7. I'd recommend clicking the "Add" button if a dialogue box appears so that your original image isn't replaced with this smaller inferior one that Automator will create. I do recommend however having a back-up copy of your own (of the image) available in case automator fails to make a copy of the image. I think Automator may have overwritten a picture of mine once or twice even though I told it to make a copy with the "Copy Finder Items" added action.
8. Press the plus button on step one (which should be "Get Specified Finder Actions") of your workflow (the workflow is the list of actions that you put on the right side of Automator) and browse for your picture and select "Open".
9. On step 2 of your workflow tell automator where you want it to save the scaled picture ("Desktop" should be the default location).
10. On step 3 of your workflow tell Automator if you want it to scale your image "By Percentage" or "To Size (pixels)" and type in the number for the percentage or the pixels.
11. Press the "Run" icon (a triangle in a circle--it looks like a standard video "play" button) in Automator.

This should make your new picture just the way you want it and put it in the location that you told Automator to put it in step 2 of your workflow.

I've used this type of workflow at least twice so it might be a good one to save and use in the future.
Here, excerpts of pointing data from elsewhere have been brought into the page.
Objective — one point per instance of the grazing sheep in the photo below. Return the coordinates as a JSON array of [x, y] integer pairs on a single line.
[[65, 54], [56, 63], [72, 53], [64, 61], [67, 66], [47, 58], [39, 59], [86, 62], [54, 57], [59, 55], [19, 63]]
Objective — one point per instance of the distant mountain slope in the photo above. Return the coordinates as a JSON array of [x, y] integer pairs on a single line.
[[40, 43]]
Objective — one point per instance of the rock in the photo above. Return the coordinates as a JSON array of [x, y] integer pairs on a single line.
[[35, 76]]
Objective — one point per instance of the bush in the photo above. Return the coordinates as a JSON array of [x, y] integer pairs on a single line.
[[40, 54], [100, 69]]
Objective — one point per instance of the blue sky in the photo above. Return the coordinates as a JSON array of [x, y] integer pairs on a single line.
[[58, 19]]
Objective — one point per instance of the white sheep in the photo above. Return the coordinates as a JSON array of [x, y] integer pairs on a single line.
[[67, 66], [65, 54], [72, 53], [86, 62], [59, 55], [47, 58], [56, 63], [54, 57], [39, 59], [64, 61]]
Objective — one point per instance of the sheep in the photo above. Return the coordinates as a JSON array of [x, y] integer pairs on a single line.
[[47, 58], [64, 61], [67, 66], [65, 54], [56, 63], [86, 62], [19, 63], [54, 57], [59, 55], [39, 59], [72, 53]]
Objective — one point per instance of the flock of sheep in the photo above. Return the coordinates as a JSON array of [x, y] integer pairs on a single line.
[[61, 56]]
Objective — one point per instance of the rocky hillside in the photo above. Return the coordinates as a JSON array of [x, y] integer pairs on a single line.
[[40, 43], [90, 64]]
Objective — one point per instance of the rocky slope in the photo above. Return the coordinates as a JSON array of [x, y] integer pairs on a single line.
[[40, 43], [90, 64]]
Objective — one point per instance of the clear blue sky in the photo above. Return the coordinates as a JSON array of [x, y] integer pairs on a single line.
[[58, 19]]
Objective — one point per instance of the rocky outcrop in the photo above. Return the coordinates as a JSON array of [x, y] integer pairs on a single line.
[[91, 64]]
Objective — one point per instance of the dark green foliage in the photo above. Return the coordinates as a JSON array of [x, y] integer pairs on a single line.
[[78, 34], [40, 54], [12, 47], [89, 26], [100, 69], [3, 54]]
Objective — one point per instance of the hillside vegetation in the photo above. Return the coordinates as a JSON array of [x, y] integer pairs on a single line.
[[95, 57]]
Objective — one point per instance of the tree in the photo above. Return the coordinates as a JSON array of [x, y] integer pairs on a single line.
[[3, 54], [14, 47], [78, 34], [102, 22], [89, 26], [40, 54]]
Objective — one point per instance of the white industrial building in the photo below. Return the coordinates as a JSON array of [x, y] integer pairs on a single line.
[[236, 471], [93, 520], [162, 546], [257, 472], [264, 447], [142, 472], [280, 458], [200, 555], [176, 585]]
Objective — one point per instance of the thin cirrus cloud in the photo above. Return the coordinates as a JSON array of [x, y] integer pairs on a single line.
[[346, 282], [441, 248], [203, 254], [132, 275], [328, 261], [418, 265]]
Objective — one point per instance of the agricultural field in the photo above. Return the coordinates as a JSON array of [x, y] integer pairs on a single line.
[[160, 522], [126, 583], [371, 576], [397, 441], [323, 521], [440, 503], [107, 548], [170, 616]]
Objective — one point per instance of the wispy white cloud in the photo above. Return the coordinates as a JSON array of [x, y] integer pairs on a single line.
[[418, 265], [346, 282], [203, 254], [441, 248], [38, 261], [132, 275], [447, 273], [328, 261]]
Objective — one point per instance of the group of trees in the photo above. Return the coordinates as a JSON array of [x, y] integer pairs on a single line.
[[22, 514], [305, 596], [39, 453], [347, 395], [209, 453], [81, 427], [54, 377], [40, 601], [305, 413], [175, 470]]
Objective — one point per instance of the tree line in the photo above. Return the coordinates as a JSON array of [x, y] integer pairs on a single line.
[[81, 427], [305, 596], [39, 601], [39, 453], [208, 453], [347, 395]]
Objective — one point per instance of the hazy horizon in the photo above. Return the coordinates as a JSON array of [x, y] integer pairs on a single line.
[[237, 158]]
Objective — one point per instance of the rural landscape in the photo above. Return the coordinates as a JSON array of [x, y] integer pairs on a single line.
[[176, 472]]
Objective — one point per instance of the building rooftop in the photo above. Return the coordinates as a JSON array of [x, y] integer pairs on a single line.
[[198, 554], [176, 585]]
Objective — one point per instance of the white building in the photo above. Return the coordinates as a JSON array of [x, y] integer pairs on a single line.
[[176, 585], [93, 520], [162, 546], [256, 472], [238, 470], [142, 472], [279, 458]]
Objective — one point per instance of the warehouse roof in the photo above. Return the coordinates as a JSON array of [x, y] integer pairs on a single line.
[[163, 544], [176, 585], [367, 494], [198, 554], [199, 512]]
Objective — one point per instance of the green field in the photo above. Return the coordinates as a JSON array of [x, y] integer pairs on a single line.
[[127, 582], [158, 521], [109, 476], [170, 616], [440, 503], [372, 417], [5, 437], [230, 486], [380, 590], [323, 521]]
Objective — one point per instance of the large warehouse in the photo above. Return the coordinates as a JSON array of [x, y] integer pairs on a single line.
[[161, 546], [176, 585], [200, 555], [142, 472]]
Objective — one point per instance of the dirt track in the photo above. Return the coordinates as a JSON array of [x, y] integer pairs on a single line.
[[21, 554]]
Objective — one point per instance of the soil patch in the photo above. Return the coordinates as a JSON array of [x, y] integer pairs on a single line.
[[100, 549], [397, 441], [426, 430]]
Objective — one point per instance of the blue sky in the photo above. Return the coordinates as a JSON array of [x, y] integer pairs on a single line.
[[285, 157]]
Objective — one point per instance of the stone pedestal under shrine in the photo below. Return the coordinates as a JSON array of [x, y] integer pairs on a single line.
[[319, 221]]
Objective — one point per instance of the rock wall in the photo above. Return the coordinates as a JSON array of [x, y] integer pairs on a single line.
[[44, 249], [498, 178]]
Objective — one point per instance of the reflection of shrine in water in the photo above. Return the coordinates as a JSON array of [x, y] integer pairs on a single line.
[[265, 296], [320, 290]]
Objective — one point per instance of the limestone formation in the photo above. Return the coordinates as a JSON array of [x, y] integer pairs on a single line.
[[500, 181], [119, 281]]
I hope this helps. :)
 
Automator can resize images to a percentage or a specific pixel size.

To do this follow the following steps:

<steps>

This should make your new picture just the way you want it and put it in the location that you told Automator to put it in step 2 of your workflow.

I've used this type of workflow at least twice so it might be a good one to save and use in the future. I hope this helps. :)

Unless you're planning on resizing large numbers of pictures, its probably quicker to just load the picture in your everyday image editor and resize from there.
 
Unless you're planning on resizing large numbers of pictures, its probably quicker to just load the picture in your everyday image editor and resize from there.
Automator is fast and easy to use once you know how to use it. I don't own Photoshop (yet) although I've used it quite a bit and I can easily resize images with it but for something like this I think Automator would be faster even for people who are Photoshop experts (probably even if those Photoshop experts aren't even Automator experts--like me).
 
yeah that's quite annoying. Windows has always been able to do this :mad:

I just resize it in PS or Graphic Converter to the exact size I need. Its still just an extra and rather unnecessary step though.

Maybe you should switch back to pc :rolleyes:
 
you can't spell crap without pc

It is extremely annoying. It seems like a no brainer. Someone should write an add-in that would do it automatically. Does anyone know somebody without a social life?